Des trous, des mots et des gestes

photo Serge Gutwirth

« Dans les scènes que vous allez voir, parfois il y a des trous. On s’habituera, on changera, on passera à autre chose », dit encore l’artiste avant de donner le signal d’envoi de Laboratoire Poison 3. Une réaction qui dit beaucoup du travail d’écriture et de mise en scène qu’elle mène depuis une quinzaine d’années à partir d’entretiens et d’une étroite collaboration avec des chercheurs en sciences humaines. Pour Adeline Rosenstein, le théâtre ne peut faire comme si ses accidents, ses limites n’existaient pas : au contraire, elles sont l’une des bases à partir desquelles un vocabulaire scénique capable d’interroger vraiment le réel peut être inventé. Dans Décris-ravage par exemple, sous-titré « spectacle documentaire consacré à la Question de Palestine », les images et les cartes d’un exposé très documenté étaient remplacés par de l’essuie-tout humide projeté sur un mur et par des « choré-cartographies » interprétées par Adeline et quatre autres interprètes, dont Olindo Bolzan.

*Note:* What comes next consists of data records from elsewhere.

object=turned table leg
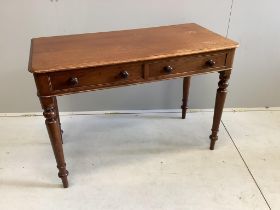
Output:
[40,97,68,188]
[209,70,231,150]
[54,97,63,144]
[181,77,191,119]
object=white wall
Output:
[0,0,280,112]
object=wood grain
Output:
[29,23,238,73]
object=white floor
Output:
[0,109,280,210]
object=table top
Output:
[29,23,238,73]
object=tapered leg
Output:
[40,97,68,188]
[181,77,191,119]
[54,97,63,144]
[210,70,231,150]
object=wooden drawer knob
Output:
[120,71,129,79]
[163,66,173,73]
[69,77,79,86]
[206,59,216,67]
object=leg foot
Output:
[181,77,191,119]
[40,97,68,188]
[210,70,231,150]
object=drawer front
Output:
[149,53,227,78]
[50,64,143,91]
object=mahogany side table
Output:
[28,23,238,188]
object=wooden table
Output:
[29,23,238,187]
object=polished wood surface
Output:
[29,24,237,73]
[29,24,238,187]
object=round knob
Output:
[163,66,173,73]
[120,71,129,79]
[69,77,79,86]
[206,59,216,67]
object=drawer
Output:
[49,64,143,91]
[149,53,227,78]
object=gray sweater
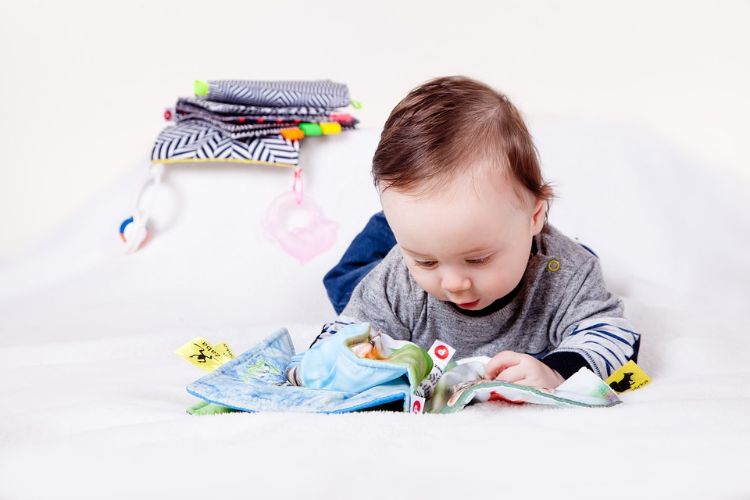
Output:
[338,225,640,378]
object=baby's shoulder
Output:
[368,245,423,295]
[534,224,599,274]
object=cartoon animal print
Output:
[190,343,214,363]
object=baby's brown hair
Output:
[372,76,553,205]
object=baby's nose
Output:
[442,274,471,293]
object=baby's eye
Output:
[414,260,437,269]
[466,257,490,265]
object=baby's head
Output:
[372,77,552,310]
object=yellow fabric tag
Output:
[604,361,651,393]
[213,342,234,362]
[175,337,234,372]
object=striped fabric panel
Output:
[177,115,359,139]
[206,80,351,108]
[553,318,641,379]
[151,121,299,166]
[176,97,331,116]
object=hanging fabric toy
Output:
[120,80,361,263]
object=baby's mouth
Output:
[456,299,479,309]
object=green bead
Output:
[299,122,323,137]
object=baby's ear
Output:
[531,199,547,235]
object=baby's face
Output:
[380,166,546,310]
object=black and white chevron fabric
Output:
[151,120,299,167]
[177,97,331,118]
[206,80,351,108]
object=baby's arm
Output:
[542,258,641,379]
[485,254,640,389]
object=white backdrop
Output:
[0,0,750,259]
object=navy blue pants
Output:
[323,212,396,314]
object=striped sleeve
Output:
[542,258,641,379]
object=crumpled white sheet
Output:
[0,121,750,500]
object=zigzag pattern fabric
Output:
[177,97,330,120]
[151,80,358,167]
[206,80,351,108]
[151,121,299,167]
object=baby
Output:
[316,77,640,389]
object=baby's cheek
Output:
[409,268,445,300]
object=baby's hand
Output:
[484,351,565,389]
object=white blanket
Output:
[0,122,750,500]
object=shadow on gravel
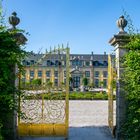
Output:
[20,126,115,140]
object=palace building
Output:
[22,52,114,88]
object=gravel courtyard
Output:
[22,101,115,140]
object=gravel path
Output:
[21,101,115,140]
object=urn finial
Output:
[117,15,127,33]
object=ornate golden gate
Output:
[108,55,115,135]
[18,46,69,138]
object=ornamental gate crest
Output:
[18,46,69,138]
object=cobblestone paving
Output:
[22,101,115,140]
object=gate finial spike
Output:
[46,49,48,53]
[50,46,52,53]
[58,44,60,51]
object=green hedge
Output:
[25,92,115,100]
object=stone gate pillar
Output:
[109,16,129,140]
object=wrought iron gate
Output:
[18,46,69,138]
[108,55,115,134]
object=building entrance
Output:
[73,76,80,88]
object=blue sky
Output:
[3,0,140,54]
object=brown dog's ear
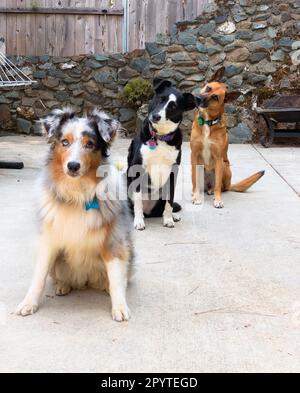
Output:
[208,67,225,83]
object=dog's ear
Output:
[225,91,241,103]
[153,78,172,94]
[183,93,198,111]
[88,109,120,143]
[40,108,75,139]
[208,67,225,83]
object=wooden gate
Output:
[128,0,208,50]
[0,0,207,57]
[0,0,124,56]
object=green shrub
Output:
[120,78,154,109]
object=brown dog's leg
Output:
[214,158,224,209]
[192,149,202,205]
[223,159,232,191]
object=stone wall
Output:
[0,0,300,142]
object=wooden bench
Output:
[256,96,300,148]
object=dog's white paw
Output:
[55,283,72,296]
[214,201,224,209]
[112,304,131,322]
[134,218,146,231]
[16,300,39,317]
[164,217,175,228]
[172,213,181,222]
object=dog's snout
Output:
[152,113,161,123]
[68,161,80,173]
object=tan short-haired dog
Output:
[191,67,265,209]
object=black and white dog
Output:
[127,79,196,230]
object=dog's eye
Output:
[61,139,70,147]
[84,141,95,149]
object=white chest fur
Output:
[141,141,179,190]
[202,124,212,166]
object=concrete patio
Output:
[0,137,300,372]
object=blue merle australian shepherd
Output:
[17,109,133,322]
[127,79,196,230]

Ce spectacle en six épisodes a beaucoup contribué à la notoriété d’Adeline en France – il obtient les prix de la critique 2014 et le prix SACD « découverte » 2016 –, où elle était jusque-là très peu connue. C’est en partie grâce à lui qu’elle a pu se lancer dans la grande aventure de Laboratoire Poison, qui s’inscrit dans la même démarche d’exploration des mécanismes de l’Histoire par une séparation entre paroles et jeu. Par la construction d’un langage chorégraphique et ludique qui, au lieu d’illustrer le sujet de la pièce, dit les questions que celui-ci pose au théâtre. La parenté de ce langage avec celui de Décris-ravage est évidente. Tout comme l’est la parfaite autonomie du nouveau-né, tout aussi ambitieux que son prédécesseur par l’ampleur et la complexité de son sujet : les mécanismes qui transforment une résistance, une révolution, en son contraire. Et toujours, en parallèle, la fabrication de la représentation.

Rire et trahison

Tout de suite après son hommage initial, Adeline Rosenstein expose l’air de rien un autre fondement de son travail. « Je vais m’assoir pour vous parler car je ne voudrais pas vous laisser croire que je suis convaincue d’une quelconque manière par ce que je vais dire », dit-elle avant qu’entrent en scène les neuf anciens élèves de l’École Supérieure d’Acteurs de Liège (ESACT) avec qui elle a créé la pièce. Ou le « laboratoire ». Comme dans Décris-ravage, l’autodérision et l’humilité sont de mise dans Laboratoire Poison pour aborder l’enquête historique. La formation de clown de l’artiste, auprès de Pierre Dubey à Genève, n’est pas étrangère à cette approche qu’elle partage avec tous ses jeunes interprètes ainsi amenés à tourner le dos aux techniques, à la virtuosité enseignées à l’école. De même qu’ils sont entraînés bien loin des récits historiques habituels.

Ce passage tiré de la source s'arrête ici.